Regret Minimisation in Multi-Armed Bandits Using Bounded Arm Memory
This addresses memory constraints in bandit algorithms for researchers and practitioners, offering a novel solution with improved regret bounds compared to prior work, though it builds incrementally on existing methods.
The paper tackles the problem of regret minimization in multi-armed bandits with limited memory, proposing an algorithm that uses a constant number of memory words and achieves an O(KM + K^{1.5}√(T log(T/MK))/M) regret bound for finite bandits, while also extending to sub-linear quantile-regret and verifying efficiency empirically.

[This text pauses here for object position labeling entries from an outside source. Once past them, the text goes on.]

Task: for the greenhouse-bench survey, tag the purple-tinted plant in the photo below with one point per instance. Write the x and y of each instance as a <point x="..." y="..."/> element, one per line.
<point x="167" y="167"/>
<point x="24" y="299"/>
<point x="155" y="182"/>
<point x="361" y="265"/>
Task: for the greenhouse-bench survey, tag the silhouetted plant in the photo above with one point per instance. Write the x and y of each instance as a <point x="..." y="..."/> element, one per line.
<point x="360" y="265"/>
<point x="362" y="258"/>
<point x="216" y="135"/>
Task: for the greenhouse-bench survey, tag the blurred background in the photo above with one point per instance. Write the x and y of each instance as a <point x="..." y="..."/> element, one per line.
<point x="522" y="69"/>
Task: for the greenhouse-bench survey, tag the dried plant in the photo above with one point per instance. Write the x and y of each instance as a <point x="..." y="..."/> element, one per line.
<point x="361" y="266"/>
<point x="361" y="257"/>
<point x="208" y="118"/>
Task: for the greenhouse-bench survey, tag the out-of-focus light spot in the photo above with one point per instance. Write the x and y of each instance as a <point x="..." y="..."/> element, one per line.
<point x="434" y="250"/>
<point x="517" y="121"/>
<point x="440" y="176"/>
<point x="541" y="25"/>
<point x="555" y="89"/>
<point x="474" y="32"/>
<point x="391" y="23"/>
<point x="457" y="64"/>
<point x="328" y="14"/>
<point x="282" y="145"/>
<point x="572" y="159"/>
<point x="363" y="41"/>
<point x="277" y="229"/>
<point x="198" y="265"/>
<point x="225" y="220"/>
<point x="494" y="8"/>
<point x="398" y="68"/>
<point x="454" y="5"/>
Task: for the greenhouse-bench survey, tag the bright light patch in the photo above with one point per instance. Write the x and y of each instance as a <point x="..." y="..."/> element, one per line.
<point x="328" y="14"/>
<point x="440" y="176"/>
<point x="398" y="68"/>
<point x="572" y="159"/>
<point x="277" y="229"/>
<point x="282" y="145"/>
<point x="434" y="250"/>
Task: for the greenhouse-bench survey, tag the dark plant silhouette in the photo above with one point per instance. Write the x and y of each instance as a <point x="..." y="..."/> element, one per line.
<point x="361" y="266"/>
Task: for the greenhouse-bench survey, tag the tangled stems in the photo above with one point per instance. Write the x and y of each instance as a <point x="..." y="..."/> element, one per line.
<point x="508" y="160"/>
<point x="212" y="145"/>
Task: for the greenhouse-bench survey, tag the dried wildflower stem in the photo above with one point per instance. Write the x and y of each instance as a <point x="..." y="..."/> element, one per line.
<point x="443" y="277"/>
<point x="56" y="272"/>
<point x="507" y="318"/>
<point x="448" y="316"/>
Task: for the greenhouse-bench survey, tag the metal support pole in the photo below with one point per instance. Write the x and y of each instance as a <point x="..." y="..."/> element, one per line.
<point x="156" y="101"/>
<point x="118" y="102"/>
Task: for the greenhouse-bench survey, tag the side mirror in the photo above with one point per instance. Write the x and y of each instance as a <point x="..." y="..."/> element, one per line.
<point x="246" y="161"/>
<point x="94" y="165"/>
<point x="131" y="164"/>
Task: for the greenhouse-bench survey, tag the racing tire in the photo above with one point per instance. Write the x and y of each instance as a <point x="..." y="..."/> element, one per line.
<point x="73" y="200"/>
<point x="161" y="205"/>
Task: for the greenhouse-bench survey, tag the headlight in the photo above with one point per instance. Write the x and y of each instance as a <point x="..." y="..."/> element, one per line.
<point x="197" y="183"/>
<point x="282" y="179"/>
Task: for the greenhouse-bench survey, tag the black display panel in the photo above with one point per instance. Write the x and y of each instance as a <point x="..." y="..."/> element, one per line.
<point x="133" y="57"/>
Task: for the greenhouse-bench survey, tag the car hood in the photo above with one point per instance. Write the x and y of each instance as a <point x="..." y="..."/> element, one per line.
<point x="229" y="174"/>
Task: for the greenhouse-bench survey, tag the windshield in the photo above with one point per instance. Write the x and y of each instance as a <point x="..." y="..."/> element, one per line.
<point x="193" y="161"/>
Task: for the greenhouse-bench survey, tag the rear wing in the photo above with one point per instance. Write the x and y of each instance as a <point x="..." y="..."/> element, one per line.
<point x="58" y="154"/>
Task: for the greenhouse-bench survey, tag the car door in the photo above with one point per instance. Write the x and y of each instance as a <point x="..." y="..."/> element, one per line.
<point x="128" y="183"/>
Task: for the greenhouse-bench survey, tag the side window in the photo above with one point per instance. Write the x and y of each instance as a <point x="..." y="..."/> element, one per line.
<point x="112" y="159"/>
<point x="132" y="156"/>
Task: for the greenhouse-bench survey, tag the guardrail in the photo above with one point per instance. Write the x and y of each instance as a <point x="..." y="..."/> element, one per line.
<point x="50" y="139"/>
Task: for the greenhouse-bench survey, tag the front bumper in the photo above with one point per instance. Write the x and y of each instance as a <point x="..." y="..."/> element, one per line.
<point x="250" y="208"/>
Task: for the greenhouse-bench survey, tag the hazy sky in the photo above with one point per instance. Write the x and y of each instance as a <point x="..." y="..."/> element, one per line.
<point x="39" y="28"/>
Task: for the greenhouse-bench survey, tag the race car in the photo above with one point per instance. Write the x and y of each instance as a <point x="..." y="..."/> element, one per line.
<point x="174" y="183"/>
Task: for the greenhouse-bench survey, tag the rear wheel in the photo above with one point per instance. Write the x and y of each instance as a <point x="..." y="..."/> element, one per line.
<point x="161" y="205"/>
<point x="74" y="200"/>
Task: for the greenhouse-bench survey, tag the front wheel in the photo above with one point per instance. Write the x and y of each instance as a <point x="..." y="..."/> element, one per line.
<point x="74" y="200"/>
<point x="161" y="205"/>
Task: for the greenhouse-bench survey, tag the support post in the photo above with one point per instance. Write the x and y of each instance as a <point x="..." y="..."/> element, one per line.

In this paper, we propose a constant word (RAM model) algorithm for regret minimisation for both finite and infinite Stochastic Multi-Armed Bandit (MAB) instances. Most of the existing regret minimisation algorithms need to remember the statistics of all the arms they encounter. This may become a problem for the cases where the number of available words of memory is limited. Designing an efficient regret minimisation algorithm that uses a constant number of words has long been interesting to the community. Some early attempts consider the number of arms to be infinite, and require the reward distribution of the arms to belong to some particular family. Recently, for finitely many-armed bandits an explore-then-commit based algorithm~\citep{Liau+PSY:2018} seems to escape such assumption. However, due to the underlying PAC-based elimination their method incurs a high regret. We present a conceptually simple, and efficient algorithm that needs to remember statistics of at most $M$ arms, and for any $K$-armed finite bandit instance it enjoys a $O(KM +K^{1.5}\sqrt{T\log (T/MK)}/M)$ upper-bound on regret. We extend it to achieve sub-linear \textit{quantile-regret}~\citep{RoyChaudhuri+K:2018} and empirically verify the efficiency of our algorithm via experiments.